District policy revised to account for cyberbullying

Haley Sandlow and Eli Traub, Opinions Editor and Page Editor

A high school student was pushed up against a locker. He was punched *in the arm. He was slapped on the side of his head. Decades ago, he was one of many victims of physical bullying. Yet today, the landscape of bullying has changed.

“I truly think we have a really good school and students who, when they do see something, come and say things, which helps tremendously,” said William Eike, assistant principal and dean of students. “But the thing we deal with often is that social media component.”

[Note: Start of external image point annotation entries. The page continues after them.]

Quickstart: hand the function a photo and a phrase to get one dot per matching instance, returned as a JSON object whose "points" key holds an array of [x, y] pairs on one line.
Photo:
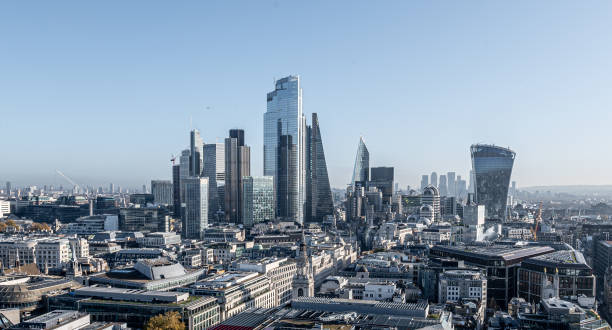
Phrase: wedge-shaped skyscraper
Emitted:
{"points": [[361, 171], [492, 168], [322, 203]]}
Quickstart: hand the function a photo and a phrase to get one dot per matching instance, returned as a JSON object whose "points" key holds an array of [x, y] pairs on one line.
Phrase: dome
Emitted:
{"points": [[431, 191]]}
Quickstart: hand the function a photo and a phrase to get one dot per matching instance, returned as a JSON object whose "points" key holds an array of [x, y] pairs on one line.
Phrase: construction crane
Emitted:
{"points": [[536, 221]]}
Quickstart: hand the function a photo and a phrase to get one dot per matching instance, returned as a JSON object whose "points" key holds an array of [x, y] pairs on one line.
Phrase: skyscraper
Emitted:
{"points": [[424, 181], [258, 200], [286, 180], [451, 184], [382, 178], [195, 160], [492, 167], [237, 166], [195, 219], [214, 170], [320, 190], [176, 190], [434, 179], [361, 170], [284, 118], [442, 186], [162, 191]]}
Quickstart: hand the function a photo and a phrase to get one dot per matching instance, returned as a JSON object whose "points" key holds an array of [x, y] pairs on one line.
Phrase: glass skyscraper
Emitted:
{"points": [[196, 207], [284, 123], [492, 168], [320, 190], [361, 171], [258, 200]]}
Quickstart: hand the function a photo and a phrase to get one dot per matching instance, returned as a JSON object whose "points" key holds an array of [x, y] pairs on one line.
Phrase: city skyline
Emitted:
{"points": [[104, 93]]}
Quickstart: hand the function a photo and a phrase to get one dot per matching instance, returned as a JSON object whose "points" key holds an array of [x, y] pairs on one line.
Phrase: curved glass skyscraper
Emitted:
{"points": [[492, 168]]}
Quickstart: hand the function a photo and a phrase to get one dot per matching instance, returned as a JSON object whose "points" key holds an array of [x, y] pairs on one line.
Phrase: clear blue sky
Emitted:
{"points": [[104, 90]]}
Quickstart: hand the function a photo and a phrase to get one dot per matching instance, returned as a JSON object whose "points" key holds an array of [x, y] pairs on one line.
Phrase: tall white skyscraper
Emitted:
{"points": [[196, 207], [285, 148]]}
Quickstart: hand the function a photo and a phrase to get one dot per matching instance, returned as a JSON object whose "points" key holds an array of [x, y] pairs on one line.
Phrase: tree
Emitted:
{"points": [[166, 321]]}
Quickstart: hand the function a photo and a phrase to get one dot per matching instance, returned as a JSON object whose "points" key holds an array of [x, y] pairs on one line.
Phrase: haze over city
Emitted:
{"points": [[107, 93]]}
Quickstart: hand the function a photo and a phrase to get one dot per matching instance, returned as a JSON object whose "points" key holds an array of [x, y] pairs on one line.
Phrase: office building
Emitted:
{"points": [[195, 219], [443, 186], [285, 146], [214, 170], [258, 200], [425, 182], [150, 219], [237, 166], [176, 190], [459, 284], [195, 153], [492, 167], [136, 307], [451, 183], [280, 271], [361, 170], [162, 191], [236, 291], [431, 197], [560, 274], [320, 200], [500, 263], [382, 179]]}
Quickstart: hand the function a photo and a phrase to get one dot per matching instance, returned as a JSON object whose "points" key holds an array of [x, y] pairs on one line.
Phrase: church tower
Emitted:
{"points": [[303, 282]]}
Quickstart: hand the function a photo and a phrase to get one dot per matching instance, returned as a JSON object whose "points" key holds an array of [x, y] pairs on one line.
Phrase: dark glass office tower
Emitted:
{"points": [[322, 203], [361, 171], [492, 168], [287, 180], [176, 190], [237, 166], [382, 178]]}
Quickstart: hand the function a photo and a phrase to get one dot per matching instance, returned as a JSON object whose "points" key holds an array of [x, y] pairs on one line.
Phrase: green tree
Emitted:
{"points": [[167, 321]]}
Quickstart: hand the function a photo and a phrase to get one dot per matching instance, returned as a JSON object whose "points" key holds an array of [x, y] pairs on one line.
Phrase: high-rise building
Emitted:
{"points": [[286, 180], [492, 167], [195, 160], [451, 184], [442, 186], [424, 182], [258, 199], [214, 170], [162, 191], [195, 219], [361, 170], [176, 190], [284, 123], [382, 178], [431, 197], [237, 166], [321, 200], [433, 179]]}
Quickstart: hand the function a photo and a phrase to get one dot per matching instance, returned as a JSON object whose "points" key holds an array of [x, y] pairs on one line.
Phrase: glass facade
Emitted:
{"points": [[258, 199], [284, 117], [322, 202], [361, 171], [196, 207], [492, 168]]}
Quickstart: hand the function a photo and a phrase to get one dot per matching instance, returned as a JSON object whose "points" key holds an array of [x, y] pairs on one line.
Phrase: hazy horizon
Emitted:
{"points": [[106, 93]]}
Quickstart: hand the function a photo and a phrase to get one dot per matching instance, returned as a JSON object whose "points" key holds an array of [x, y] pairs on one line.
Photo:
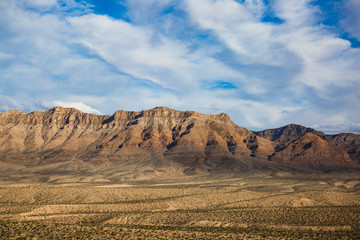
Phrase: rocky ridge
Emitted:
{"points": [[161, 139]]}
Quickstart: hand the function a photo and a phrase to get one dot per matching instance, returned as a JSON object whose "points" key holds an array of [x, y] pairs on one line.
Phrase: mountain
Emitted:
{"points": [[286, 133], [344, 146], [165, 141]]}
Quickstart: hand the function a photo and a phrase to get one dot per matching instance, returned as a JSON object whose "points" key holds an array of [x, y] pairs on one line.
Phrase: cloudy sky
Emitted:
{"points": [[266, 63]]}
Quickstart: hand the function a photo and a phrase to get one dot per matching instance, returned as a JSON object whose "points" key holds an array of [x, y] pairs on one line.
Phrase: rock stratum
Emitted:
{"points": [[163, 141]]}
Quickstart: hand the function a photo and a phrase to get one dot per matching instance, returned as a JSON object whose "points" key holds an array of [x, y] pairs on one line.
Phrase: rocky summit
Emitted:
{"points": [[163, 141]]}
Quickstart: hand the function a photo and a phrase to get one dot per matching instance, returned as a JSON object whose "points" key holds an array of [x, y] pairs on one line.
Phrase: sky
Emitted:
{"points": [[266, 63]]}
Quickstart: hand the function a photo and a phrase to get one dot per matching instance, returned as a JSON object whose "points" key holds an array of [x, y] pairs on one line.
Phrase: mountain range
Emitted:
{"points": [[163, 141]]}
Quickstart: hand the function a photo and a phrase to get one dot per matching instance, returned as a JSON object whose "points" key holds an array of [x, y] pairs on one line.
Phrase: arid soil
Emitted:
{"points": [[257, 207]]}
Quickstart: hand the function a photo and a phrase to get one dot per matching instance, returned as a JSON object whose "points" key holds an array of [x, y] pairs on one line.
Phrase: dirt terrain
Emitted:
{"points": [[257, 207]]}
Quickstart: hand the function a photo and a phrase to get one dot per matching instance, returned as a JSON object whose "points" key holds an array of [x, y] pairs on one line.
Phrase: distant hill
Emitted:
{"points": [[163, 141]]}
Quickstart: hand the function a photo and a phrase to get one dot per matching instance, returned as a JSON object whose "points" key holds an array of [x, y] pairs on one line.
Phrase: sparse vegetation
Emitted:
{"points": [[221, 209]]}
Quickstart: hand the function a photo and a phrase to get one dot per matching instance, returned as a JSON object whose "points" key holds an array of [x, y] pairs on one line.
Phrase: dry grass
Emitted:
{"points": [[254, 208]]}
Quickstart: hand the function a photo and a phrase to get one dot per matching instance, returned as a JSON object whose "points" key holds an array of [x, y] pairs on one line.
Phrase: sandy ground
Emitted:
{"points": [[302, 207]]}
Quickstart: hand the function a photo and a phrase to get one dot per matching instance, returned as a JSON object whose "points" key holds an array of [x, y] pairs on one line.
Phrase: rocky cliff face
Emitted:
{"points": [[163, 136]]}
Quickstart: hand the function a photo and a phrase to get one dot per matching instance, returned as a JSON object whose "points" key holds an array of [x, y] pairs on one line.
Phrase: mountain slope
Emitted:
{"points": [[164, 141]]}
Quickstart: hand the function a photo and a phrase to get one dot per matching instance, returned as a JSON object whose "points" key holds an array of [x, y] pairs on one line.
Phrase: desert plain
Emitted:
{"points": [[257, 206]]}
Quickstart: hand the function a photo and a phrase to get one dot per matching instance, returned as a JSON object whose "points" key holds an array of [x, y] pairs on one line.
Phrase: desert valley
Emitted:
{"points": [[167, 174]]}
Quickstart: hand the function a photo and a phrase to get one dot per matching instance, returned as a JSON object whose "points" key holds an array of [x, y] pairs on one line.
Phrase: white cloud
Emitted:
{"points": [[8, 103], [137, 51], [297, 71], [351, 22], [78, 105], [5, 56], [40, 3]]}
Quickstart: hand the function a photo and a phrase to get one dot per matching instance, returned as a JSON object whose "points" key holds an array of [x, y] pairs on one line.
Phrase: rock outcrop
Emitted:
{"points": [[160, 137]]}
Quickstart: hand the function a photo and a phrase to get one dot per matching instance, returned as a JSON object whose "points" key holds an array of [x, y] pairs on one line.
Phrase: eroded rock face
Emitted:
{"points": [[189, 138], [156, 137]]}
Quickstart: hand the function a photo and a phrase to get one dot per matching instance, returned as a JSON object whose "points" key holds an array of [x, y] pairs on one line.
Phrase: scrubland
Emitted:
{"points": [[257, 207]]}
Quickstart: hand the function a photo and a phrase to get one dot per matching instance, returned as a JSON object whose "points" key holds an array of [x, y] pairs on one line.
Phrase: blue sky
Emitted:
{"points": [[266, 63]]}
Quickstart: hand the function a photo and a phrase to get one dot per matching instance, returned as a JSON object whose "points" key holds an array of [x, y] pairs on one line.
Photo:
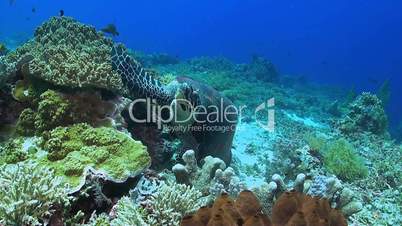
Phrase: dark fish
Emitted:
{"points": [[110, 29]]}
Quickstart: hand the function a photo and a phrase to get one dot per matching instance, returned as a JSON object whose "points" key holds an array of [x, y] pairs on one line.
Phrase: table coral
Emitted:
{"points": [[72, 149]]}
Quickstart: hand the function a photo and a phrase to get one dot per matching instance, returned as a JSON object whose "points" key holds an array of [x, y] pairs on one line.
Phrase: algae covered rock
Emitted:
{"points": [[29, 194], [71, 54], [74, 149], [365, 114], [65, 53]]}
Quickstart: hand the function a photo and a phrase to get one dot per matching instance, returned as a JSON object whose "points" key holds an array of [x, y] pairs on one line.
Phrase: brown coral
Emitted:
{"points": [[291, 209]]}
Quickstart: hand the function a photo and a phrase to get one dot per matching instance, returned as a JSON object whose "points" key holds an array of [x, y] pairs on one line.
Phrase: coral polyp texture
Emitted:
{"points": [[72, 150], [365, 114], [29, 194], [291, 209]]}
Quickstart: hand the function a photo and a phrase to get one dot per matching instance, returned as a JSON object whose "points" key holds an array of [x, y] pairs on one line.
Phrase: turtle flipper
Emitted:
{"points": [[138, 81]]}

Russell Sabella, professor and director of the school counseling program at Florida Gulf Coast University, defined cyberbullying as intentional, repetitive harm online. If something offensive or harmful is posted once and is then shared by others, it is considered to be repetitive and is therefore defined as cyberbullying.

According to school social worker Patrick Wagner, the best thing someone can do if they are being bullied is to “disengage.” In terms of cyberbullying, that means not responding to messages online.

Wagner said nowadays, bullying occurs most often on social media. With social media, bullies can be discreet and deceptive about their identity while hurting more people than they could physically.

“It’s like road rage,” said Wagner. “There is a higher level of people being aggressive than would normally be aggressive because of the anonymity.”

According to Sabella, there are five things a school must do to prevent cyberbullying. Teachers and counselors must integrate training about bullying into classes throughout the year. Schools must train parents about cyberbullying so they may set boundaries and consequences for their children. Students must help each other, for example, by conducting presentations or participating in initiatives to help targeted kids. Schools must have simple, easy means of reporting bullying that do not impose any consequences on the student making the report and comprehensive policies for cyberbullying.

A good school policy must be comprehensive. It must define cyberbullying, designate consequences of cyberbullying and outline provisions for reporting, educating and retaliating against cyberbullying. Schools must also educate students and parents about their policies, Sabella said.

Glenbrook High School District #225 is currently in the process of updating its board policy on hazing, bullying and aggressive behavior. The current policy, which was adopted in 2005, defines hazing, bullying and aggressive behavior. It refers to an additional policy outlining consequences following violations of the policy, which include referrals, suspension or expulsion.

According to Superintendent Charles Johns, “The goal is to have [the revised policy] ready for the Nov. 12 [Board of Education] meeting,” where the board will approve the new policy or suggest revisions. The draft of the policy, which has not yet been approved, adheres to state statute changes. It  encompasses cyberbullying in its definition of bullying and lists what cyberbullying consists of. It includes that “transmission of information from [any] school or non-school device regardless of where accessed is within the jurisdiction [of the school] when the bullying case is brought to an administrator or staff member.” The parents and guardians of all parties in the investigation must be contacted and given information about the investigation and an opportunity to meet with a school administrator, a practice already implemented but has only now been specified in the policy. The school must make reasonable efforts to investigate within 10 days after an incident is brought to their attention. Every two years, in addition to reviewing all district policies, the Board of Education must evaluate data points specific to bullying such as frequency of victimization, observation, areas of the school, types of bullying and bystander intervention. There is also “an emphasis on restorative measures,” which includes working with social workers and counselors to help bullies and victims talk through the situation.

“I’m hoping we do some communication along with [this policy] too so that it just gives someone a little more caution so they don’t … try to hurt someone this way,” Johns said.

There are multiple resources available at Glenbrook North for students involved in or dealing with bullying, such as social workers, psychologists, the dean’s office, the student’s counselor and Police Liaison John Seiler. Other resources include Text-a-Tip and a drop box in student services where students can make anonymous reports about people involved with bullying.

Johns said he thinks the district is being much wiser in how they handle bullying.

“We have people working really hard to respond to bullying, and hopefully these are some tools they can use to have satisfactory outcomes,” Johns said.